Ein Bereich ist für mich sehr klar: Vergabeverfahren. Dort müssen wir moderner, schneller und zugänglicher werden. Gerade für Start-ups oder kleinere innovative Unternehmen sind viele Anforderungen heute kaum erfüllbar – allein schon wegen des Aufwands für Compliance, juristische Begleitung oder umfangreiche Referenznachweise. Wenn wir wollen, dass Innovation in die Verwaltung kommt, dann müssen Vergaben so gestaltet sein, dass auch neue Anbieter überhaupt eine faire Chance haben. Auf der anderen Seite braucht es durchaus klare Vorgaben – etwa bei Souveränitätsanforderungen, Interoperabilität und Standards. Dort sollte Regulierung nicht schwächer, sondern präziser werden. Denn ohne klare Leitplanken entsteht wieder Insellogik. Mit anderen Worten: Weniger Hürden dort, wo Innovation und Beschaffung unnötig ausgebremst werden – und zugleich mehr Verbindlichkeit dort, wo gemeinsame regulatorische Grundlagen geschaffen werden müssen.
Welche politischen Weichenstellungen sind dafür nötig? Und welche Rolle spielt dabei das neue Digitalministerium?
Ich finde, dass das neue Digitalministerium in erstaunlich kurzer Zeit einiges angestoßen hat. Man merkt, dass mehr Transparenz, mehr Dialog und mehr Koordination entstanden sind. Ich nehme wahr, dass Politik, Wissenschaft und Wirtschaft stärker in einen kontinuierlichen Austausch gebracht werden. Wichtig finde ich auch, dass dort nicht nur allgemein über Ziele gesprochen wird, sondern sehr konkret über Prioritäten, Zeitachsen und Umsetzung. Zudem werden unterschiedliche Akteure – etwa Länder oder andere Ebenen – stärker eingebunden, was für die spätere Umsetzung entscheidend ist. Vor allem aber stärkt ein solches Ministerium den Gedanken des ganzheitlichen Denkens. Digitalisierung lässt sich eben nicht sinnvoll in Einzelsilos organisieren. Deshalb ist es wichtig, dass es einen Ort gibt, an dem Themen gebündelt, koordiniert und priorisiert werden. Natürlich kann ein solches Ressort nicht innerhalb weniger Monate alles verändern. Aber mein Eindruck ist, dass dadurch mehr Dynamik in die Debatte gekommen ist.
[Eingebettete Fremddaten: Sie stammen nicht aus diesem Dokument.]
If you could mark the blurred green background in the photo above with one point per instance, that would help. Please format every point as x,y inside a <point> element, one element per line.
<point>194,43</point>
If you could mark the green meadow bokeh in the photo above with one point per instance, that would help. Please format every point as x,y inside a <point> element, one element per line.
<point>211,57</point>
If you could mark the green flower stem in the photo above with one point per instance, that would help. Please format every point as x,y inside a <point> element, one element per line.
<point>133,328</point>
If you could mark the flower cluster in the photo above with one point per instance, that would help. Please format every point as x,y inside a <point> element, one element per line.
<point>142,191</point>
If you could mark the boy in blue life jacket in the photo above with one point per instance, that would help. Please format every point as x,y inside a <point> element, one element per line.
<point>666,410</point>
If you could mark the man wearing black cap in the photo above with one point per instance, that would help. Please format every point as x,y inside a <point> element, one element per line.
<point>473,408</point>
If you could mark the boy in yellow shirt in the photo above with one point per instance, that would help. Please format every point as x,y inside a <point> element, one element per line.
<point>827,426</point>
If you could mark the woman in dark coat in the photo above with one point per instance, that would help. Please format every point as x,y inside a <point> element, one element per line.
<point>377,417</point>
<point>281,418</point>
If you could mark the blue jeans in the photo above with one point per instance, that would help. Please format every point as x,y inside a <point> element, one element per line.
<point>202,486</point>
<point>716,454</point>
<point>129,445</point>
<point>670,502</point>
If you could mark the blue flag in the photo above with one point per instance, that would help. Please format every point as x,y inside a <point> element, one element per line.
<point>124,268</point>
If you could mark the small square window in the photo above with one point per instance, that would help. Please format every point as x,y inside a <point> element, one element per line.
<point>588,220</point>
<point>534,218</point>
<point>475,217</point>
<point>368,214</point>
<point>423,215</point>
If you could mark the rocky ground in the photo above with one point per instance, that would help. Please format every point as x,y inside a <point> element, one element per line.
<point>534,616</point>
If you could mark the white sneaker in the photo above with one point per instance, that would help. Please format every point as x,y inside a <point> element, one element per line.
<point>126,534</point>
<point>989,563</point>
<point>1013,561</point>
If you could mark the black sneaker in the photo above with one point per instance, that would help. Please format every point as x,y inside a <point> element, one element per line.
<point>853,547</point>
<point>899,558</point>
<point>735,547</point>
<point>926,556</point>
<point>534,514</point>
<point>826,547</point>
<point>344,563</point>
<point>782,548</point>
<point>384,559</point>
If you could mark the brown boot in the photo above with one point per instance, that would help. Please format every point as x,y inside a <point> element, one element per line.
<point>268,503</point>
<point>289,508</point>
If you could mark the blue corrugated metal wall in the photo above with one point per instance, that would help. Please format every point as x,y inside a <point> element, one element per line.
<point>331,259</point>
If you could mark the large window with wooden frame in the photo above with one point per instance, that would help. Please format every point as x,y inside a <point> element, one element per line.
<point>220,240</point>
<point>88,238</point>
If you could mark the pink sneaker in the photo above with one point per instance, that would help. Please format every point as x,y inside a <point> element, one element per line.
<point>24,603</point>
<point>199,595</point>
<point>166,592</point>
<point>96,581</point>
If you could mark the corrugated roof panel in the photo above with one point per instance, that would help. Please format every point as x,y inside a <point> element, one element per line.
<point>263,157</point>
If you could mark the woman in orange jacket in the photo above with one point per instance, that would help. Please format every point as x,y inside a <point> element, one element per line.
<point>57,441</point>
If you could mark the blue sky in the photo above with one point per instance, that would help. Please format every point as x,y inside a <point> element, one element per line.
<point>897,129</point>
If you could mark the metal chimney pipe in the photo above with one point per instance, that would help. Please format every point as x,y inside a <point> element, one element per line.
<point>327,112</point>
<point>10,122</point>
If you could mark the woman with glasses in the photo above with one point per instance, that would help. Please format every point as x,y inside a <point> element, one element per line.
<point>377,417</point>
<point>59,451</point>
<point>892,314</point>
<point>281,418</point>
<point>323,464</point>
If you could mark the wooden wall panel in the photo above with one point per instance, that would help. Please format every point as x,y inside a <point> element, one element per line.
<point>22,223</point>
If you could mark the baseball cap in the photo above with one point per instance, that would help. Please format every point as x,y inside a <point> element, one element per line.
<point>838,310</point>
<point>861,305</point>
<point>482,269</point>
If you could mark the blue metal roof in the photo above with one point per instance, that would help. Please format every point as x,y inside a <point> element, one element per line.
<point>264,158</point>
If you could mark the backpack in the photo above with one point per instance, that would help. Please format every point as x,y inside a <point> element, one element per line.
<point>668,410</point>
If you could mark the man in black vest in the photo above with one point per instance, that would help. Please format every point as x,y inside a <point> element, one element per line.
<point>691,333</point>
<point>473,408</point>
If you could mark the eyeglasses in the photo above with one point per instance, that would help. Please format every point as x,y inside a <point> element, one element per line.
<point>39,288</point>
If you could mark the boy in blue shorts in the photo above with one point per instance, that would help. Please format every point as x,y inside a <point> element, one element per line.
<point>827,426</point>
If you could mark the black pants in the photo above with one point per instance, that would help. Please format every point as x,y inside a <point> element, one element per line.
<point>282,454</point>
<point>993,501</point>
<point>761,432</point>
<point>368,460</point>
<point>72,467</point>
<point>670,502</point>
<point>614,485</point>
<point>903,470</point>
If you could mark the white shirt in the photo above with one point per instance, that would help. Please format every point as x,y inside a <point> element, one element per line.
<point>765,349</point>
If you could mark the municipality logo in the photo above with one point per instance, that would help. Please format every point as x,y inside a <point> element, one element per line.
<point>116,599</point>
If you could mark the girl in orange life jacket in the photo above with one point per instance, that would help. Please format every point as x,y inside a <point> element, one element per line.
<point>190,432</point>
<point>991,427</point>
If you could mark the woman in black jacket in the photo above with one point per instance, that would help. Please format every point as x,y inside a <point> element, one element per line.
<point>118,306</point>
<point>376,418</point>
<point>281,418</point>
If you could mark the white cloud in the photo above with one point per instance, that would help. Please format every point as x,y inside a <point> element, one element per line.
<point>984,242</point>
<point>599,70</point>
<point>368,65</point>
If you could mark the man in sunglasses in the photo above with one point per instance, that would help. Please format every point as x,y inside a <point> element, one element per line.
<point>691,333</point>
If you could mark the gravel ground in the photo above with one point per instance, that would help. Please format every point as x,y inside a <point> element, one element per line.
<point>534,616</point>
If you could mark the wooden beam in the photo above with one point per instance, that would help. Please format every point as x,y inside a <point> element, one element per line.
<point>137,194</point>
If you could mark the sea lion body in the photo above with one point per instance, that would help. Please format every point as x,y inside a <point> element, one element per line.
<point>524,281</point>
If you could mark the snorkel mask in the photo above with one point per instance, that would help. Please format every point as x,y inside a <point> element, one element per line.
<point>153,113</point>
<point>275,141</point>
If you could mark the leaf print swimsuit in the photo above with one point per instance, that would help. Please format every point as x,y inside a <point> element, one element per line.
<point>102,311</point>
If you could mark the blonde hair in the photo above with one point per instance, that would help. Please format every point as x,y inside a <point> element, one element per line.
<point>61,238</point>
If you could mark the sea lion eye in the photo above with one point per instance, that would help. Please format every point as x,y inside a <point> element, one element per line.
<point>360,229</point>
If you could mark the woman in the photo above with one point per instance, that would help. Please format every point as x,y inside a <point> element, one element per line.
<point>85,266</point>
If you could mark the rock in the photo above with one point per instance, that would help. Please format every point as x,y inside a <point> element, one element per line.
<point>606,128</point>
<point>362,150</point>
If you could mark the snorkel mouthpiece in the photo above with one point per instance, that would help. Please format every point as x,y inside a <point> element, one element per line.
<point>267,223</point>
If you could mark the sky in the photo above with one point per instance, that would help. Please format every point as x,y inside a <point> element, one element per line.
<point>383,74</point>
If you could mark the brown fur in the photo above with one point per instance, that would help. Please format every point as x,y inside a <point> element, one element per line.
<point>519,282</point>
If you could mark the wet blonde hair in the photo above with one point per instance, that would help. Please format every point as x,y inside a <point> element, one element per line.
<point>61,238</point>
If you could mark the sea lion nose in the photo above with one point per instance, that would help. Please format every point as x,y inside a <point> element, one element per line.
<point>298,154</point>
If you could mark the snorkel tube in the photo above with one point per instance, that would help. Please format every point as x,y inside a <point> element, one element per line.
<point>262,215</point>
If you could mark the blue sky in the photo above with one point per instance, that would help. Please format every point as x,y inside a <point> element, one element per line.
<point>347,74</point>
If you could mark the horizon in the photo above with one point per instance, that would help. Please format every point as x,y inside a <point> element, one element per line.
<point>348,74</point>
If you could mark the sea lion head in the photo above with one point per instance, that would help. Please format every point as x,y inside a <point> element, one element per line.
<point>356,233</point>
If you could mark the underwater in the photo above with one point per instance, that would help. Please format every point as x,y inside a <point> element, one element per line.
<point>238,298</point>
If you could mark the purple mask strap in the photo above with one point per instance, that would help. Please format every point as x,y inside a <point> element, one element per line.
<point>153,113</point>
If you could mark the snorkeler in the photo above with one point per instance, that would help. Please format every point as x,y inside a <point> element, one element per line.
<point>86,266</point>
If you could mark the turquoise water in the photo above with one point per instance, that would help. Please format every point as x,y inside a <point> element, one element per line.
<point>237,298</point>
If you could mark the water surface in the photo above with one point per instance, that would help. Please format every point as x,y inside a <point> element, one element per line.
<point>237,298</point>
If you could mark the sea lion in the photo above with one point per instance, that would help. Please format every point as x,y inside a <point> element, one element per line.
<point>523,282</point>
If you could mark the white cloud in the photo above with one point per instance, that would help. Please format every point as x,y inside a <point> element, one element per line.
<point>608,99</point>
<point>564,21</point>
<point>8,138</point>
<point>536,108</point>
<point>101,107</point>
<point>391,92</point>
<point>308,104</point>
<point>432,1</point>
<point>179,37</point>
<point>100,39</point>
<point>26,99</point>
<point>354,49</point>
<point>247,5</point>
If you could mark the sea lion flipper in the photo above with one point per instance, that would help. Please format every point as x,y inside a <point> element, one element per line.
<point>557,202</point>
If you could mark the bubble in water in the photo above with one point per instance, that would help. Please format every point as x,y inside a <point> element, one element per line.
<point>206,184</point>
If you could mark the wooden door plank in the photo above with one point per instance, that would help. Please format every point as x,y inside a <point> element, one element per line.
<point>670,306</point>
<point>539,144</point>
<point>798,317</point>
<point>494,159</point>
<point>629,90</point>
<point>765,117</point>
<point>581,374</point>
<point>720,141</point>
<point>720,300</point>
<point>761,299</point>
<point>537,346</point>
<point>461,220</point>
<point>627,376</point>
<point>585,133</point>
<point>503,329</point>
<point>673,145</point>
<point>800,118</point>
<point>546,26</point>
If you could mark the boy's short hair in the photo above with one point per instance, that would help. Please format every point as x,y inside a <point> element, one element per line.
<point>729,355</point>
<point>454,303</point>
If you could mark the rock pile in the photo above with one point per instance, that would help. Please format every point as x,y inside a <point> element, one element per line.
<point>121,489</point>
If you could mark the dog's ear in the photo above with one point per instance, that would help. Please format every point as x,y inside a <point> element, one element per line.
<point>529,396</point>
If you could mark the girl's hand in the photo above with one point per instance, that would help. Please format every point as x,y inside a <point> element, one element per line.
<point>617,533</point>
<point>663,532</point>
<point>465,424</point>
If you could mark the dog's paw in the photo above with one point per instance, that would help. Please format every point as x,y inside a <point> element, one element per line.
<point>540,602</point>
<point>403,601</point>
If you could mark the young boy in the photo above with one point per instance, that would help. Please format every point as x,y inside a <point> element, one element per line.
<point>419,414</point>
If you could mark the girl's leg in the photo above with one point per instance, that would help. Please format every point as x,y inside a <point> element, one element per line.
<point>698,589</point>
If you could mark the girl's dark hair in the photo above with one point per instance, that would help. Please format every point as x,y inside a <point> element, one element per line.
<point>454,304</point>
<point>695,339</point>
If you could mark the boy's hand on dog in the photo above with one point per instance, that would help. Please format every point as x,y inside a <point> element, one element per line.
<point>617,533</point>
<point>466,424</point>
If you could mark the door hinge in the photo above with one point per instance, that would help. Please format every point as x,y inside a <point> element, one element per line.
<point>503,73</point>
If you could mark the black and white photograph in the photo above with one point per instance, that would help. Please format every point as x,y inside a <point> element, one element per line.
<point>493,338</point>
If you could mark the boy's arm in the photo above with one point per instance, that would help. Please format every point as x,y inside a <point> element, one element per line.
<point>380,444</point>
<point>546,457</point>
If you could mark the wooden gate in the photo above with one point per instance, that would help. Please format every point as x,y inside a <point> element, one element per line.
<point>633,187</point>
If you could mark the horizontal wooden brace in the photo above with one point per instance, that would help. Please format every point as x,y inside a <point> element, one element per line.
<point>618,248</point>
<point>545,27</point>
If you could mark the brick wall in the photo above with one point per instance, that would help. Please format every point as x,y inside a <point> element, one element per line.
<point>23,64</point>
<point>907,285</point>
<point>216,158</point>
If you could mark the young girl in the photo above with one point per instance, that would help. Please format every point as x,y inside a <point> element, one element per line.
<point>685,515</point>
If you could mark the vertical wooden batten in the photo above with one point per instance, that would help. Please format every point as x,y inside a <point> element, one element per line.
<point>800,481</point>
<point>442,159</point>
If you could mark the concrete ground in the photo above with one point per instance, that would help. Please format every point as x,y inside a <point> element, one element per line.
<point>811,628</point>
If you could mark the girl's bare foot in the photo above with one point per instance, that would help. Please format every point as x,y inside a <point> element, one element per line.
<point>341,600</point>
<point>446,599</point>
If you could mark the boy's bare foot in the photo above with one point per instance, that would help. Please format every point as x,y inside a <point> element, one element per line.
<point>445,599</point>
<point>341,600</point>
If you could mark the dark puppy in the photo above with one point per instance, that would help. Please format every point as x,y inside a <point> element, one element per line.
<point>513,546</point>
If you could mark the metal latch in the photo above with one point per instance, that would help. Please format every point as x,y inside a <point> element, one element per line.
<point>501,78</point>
Wie sieht Ihre Zeitplanung bei Delos Cloud aus? Wann endet die Pilotphase, wann geht es in den Regelbetrieb?
Wir arbeiten derzeit an mehreren wichtigen Meilensteinen. Im Sommer wollen wir die operative Übernahme des Betriebs der Rechenzentren voranbringen. Bislang spielt Microsoft dabei noch eine zentrale Rolle, künftig wird unser Team diese Aufgaben allein übernehmen. Das ist ein wichtiger Schritt, weil darauf die weiteren Zertifizierungen aufsetzen – etwa entlang relevanter Sicherheits- und Compliance-Anforderungen. Unser Ziel ist, diese Prozesse bis zum Jahresende so weit vorangebracht zu haben, dass wir Anfang des kommenden Jahres die produktive Nutzung für Länder und Kommunen ermöglichen können. Auf ein exaktes Datum würde ich mich ungern festnageln lassen. Aber das ist die Richtung, in der wir arbeiten – und aus heutiger Sicht sind wir damit klar auf Kurs.